White-nose syndrome is a fungal disease which affects the wings, nose, and other hairless parts of bats, and oftentimes, it is invisible to the naked eye. This particular fungus thrives in cold areas, such as the hibernacula, or winter resting place, of bats, posing a particularly urgent threat to these treasured fauna of the southeast, and the tricolored bat on Ruffner Mountain.

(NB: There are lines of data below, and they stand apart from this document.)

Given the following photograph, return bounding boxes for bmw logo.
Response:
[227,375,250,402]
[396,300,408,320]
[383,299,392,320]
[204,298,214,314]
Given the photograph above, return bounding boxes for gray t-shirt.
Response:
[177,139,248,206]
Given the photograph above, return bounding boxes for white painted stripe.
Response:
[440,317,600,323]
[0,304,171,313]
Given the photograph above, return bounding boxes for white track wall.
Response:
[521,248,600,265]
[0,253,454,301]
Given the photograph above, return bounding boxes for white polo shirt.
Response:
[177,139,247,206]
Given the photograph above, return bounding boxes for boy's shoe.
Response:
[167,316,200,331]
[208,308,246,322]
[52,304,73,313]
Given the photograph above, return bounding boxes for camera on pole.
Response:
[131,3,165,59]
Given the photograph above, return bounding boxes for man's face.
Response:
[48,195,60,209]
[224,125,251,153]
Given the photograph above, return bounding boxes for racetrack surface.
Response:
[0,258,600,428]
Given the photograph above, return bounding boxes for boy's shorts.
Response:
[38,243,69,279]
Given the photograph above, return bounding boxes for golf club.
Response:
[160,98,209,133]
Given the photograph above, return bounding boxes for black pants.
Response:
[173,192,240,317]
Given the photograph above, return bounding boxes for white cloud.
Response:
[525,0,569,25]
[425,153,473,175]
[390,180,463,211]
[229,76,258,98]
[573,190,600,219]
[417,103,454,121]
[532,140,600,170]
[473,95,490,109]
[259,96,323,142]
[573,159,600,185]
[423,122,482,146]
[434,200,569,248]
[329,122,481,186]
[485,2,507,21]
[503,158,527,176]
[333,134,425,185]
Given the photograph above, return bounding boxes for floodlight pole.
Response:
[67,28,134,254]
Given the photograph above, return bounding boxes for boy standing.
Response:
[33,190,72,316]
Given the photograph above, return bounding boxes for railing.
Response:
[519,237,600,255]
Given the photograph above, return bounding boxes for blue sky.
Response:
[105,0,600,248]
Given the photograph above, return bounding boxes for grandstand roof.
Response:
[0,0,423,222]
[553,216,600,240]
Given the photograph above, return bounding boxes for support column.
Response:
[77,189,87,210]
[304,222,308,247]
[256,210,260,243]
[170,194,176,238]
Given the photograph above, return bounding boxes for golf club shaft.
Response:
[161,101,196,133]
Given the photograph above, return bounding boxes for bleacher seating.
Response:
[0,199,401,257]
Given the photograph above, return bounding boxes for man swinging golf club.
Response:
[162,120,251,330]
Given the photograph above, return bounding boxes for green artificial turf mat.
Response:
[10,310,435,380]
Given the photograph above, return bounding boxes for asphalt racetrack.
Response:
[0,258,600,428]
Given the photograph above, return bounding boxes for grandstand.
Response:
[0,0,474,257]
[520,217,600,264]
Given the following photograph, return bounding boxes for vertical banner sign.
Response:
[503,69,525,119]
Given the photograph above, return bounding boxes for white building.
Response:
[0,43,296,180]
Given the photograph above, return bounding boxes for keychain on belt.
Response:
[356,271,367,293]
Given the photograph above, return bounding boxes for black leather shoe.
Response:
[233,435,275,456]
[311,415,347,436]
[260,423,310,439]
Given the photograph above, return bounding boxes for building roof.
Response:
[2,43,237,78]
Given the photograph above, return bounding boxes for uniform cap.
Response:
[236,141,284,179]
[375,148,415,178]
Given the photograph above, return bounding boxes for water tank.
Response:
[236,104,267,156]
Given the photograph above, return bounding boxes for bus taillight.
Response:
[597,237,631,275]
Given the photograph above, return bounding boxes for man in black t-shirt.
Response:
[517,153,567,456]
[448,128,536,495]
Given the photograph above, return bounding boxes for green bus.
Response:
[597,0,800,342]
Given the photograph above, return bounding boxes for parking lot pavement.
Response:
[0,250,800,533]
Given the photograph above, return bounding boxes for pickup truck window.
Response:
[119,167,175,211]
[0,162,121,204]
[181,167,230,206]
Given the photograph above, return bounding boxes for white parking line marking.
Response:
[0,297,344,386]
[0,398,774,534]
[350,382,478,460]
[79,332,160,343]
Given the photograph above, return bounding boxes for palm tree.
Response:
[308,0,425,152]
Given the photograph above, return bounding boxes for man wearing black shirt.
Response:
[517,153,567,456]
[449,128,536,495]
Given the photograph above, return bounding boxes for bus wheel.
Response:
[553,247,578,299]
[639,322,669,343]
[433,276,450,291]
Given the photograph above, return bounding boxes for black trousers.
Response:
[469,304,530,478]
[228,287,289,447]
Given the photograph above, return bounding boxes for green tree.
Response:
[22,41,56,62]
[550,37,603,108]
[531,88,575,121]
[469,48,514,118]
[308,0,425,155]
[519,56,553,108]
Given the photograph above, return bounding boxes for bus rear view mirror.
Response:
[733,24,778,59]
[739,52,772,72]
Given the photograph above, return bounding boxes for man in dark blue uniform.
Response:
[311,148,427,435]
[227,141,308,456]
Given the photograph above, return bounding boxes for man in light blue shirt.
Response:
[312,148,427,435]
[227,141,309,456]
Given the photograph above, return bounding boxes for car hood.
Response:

Perimyotis subflavus, the Tricolored bat, is a bat common throughout much of eastern North America. Although this miniscule bat is difficult to spot, every living thing in the Ruffner ecosystems feels its impact every day. As an insect-eater, it serves as an extraordinary natural pest-control. In fact, one tricolored bat can eat up to a quarter of its body weight in insects in only half an hour! They are small bats with yellowish-brown pelage, but the individual hairs of the bats are tri-colored: the base is dark, the middle is yellow, and the tips are dark, as well. Typically, tricolored bats are found in open woods and near water edges and tend to use deep caves and mines as winter hibernacula. Perhaps due to their longer hibernation period, this species has been especially devastated by white-nose syndrome with some population in the northeast extirpated completely and a loss of 60-80% of individual bats throughout the WNS affected range.